Pour chaque propriété acquise, Blok crée un SPV (Special Purpose Vehicle) qui émet des obligations sous la forme de security token, finançant ainsi la propriété. Les détenteurs de $BLOK reçoivent une part des loyers de manière hebdomadaire, proportionnelle au nombre de jetons détenus. Pour améliorer la liquidité du marché, Blok envisage de créer un marché secondaire.

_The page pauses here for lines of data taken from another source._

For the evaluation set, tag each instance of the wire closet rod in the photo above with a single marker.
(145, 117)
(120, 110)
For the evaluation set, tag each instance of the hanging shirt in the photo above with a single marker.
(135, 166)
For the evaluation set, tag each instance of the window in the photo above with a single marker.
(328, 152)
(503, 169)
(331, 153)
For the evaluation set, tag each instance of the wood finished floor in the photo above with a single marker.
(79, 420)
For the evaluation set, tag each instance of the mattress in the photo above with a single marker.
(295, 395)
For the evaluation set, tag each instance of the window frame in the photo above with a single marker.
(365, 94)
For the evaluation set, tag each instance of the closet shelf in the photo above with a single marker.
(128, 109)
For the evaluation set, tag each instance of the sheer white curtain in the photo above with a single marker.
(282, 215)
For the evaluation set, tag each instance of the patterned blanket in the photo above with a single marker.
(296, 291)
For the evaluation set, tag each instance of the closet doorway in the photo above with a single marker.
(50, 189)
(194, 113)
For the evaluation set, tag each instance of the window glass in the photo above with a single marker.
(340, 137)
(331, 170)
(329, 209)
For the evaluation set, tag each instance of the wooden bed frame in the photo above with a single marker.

Les investisseurs peuvent réclamer les revenus locatifs en EUR, $EGLD, $USDT ou $BKT. Blok gère automatiquement la flat tax sur les paiements en token, simplifiant la déclaration fiscale pour l’investisseur. De plus, les revenus peuvent être facilement justifiés grâce au contrat entre Blok et l’investisseur, car ils sont considérés comme des revenus immobiliers.
Fraktion
Fraktion, lancée en 2021, est une plateforme d’investissement immobilier basée sur la blockchain Tezos, soutenue par Nomadic Labs, le laboratoire de recherche et développement de Tezos en France.
Fraktion offre un investissement immobilier accessible dès 10€. Les loyers perçus par les investisseurs particuliers sont soumis à la flat tax. La start-up agit comme un agrégateur de projets immobiliers diversifiés, collaborant avec des experts de l’immobilier. Ils analysent les actifs via une grille détaillée incluant de multiples critères. La plateforme se concentre sur des immeubles multi-lots pour minimiser les risques.

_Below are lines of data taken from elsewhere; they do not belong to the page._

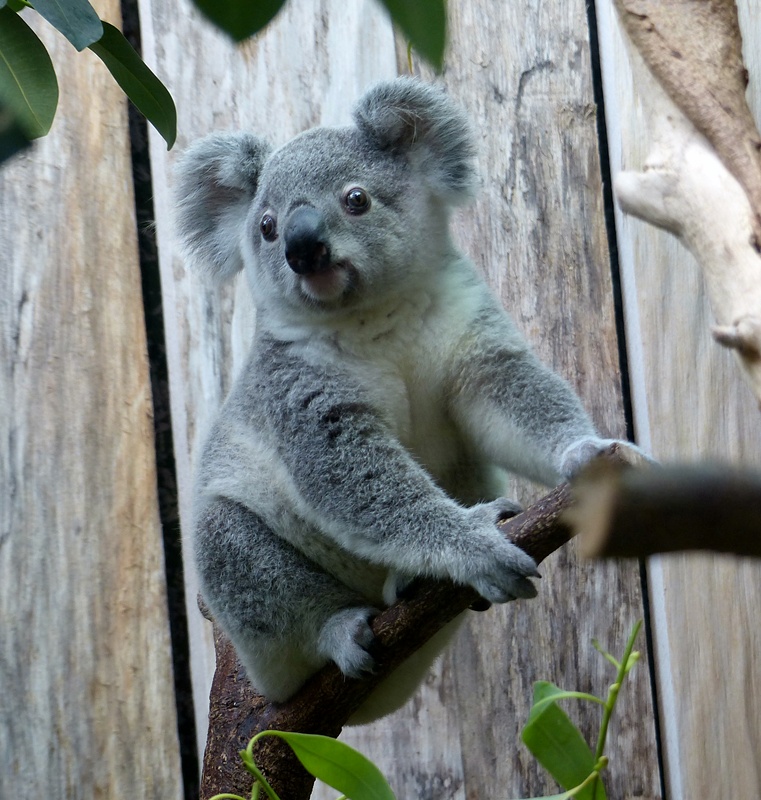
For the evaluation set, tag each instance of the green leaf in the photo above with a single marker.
(240, 18)
(557, 744)
(338, 765)
(75, 19)
(424, 23)
(143, 88)
(28, 85)
(12, 137)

Après la validation d’un bien immobilier, Fraktion initie une campagne de souscription où les investisseurs choisissent d’investir et le montant. Une fois une jauge minimale atteinte, les étapes de KYC et de signature électronique sont lancées. Après le délai de rétractation, les tokens sont créés et attribués dans des wallets.
Fraktion utilise un modèle d’obligations convertibles en actions (OCA) conformément aux articles L.228-91 du Code de commerce avec une date de conversion prévue 10 ans après celle de l’émission des tokens. Les investisseurs reçoivent des “fraktions”, des security tokens correspondant à des parts d’une société propriétaire du bien. Ces tokens permettent de recevoir une part du loyer mensuellement et offrent un potentiel de plus-value à la revente.
Wincity
La plateforme fait figure d’OVNI dans le paysage de la tokenisation immobilière puisque la start up lilloise fraîchement débarquée allie immobilier, tokenisation et gamification grâce à l’utilisation de NFTs qui donne droit à des revenus de type royalties sans que le détenteur ne soit propriétaire d’un bien.
Concrètement, Wincity identifie des biens dans les grandes villes françaises et les met en vente sous forme de collection de NFTs. Une fois le bien acquis grâce aux fonds levés, chaque détenteur de NFT devient copropriétaire d’une partie du bien et perçoit sa quote-part du loyer tous les mois en Ethers (ETH).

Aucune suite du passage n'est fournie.